Guideline-Based Recommendations

Diagnosis

  • Assess clinical remission using Harvey-Bradshaw Index (CD) and Partial Mayo Score (UC).
  • Monitor serum C-reactive protein and fecal calprotectin as biochemical markers.
  • Measure infliximab trough levels and anti-infliximab antibodies before switching and during follow-up.

Management

  • Switch from IV-IFX to SC-IFX at a dose of 120 mg every other week after IV induction.
  • Consider switching to SC-IFX to reduce hospital visits, improve patient convenience, and optimize pharmacokinetics.
  • Maintain SC-IFX trough levels above 12–13 μg/mL to support clinical and biochemical remission.

Monitoring & Follow-up

  • Evaluate clinical activity, CRP, fecal calprotectin, and IFX trough levels at baseline, Week 12, Week 24, and Week 52 post-switch.
  • Monitor for loss of response and adjust therapy accordingly.
  • Assess safety profile regularly; SC-IFX has demonstrated a good safety profile.

Risks

  • Potential loss of response if SC-IFX trough levels fall below 12 μg/mL.
  • No significant impact of immunomodulatory therapy or perianal disease on IFX levels, but consider BMI influence.

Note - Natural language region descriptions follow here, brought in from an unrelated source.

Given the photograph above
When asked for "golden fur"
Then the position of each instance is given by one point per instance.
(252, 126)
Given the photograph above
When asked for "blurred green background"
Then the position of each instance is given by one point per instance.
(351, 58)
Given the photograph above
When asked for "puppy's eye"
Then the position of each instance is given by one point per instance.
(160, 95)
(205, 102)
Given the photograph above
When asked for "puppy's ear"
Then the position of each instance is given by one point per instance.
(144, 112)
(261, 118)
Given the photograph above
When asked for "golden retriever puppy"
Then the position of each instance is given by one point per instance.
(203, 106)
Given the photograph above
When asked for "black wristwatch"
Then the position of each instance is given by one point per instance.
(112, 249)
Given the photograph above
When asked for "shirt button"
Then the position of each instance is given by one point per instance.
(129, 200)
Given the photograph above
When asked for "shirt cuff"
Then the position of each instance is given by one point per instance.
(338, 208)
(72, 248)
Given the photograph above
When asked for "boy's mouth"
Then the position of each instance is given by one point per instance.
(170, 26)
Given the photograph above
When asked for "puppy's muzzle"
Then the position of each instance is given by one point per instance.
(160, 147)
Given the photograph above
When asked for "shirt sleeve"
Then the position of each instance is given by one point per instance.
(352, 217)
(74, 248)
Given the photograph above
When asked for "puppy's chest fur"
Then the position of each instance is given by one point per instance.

Patient & Prescribing Data

IBD patients (Crohn’s disease and ulcerative colitis) in clinical remission on IV-IFX

Switching to SC-IFX increases drug trough levels, maintains remission, and offers convenience with a favorable safety profile and high treatment persistence.

Clinical Best Practices

  • Ensure patients are in stable clinical remission for at least 24 weeks before switching from IV-IFX to SC-IFX.
  • Use standardized clinical indices (HBI, PMS) and biomarkers (CRP, fecal calprotectin) to monitor disease activity.
  • Target SC-IFX trough levels of approximately 12–13 μg/mL to optimize remission maintenance.
  • Consider patient BMI when interpreting IFX trough levels.
  • Educate patients on self-administration to reduce hospital visits and improve adherence.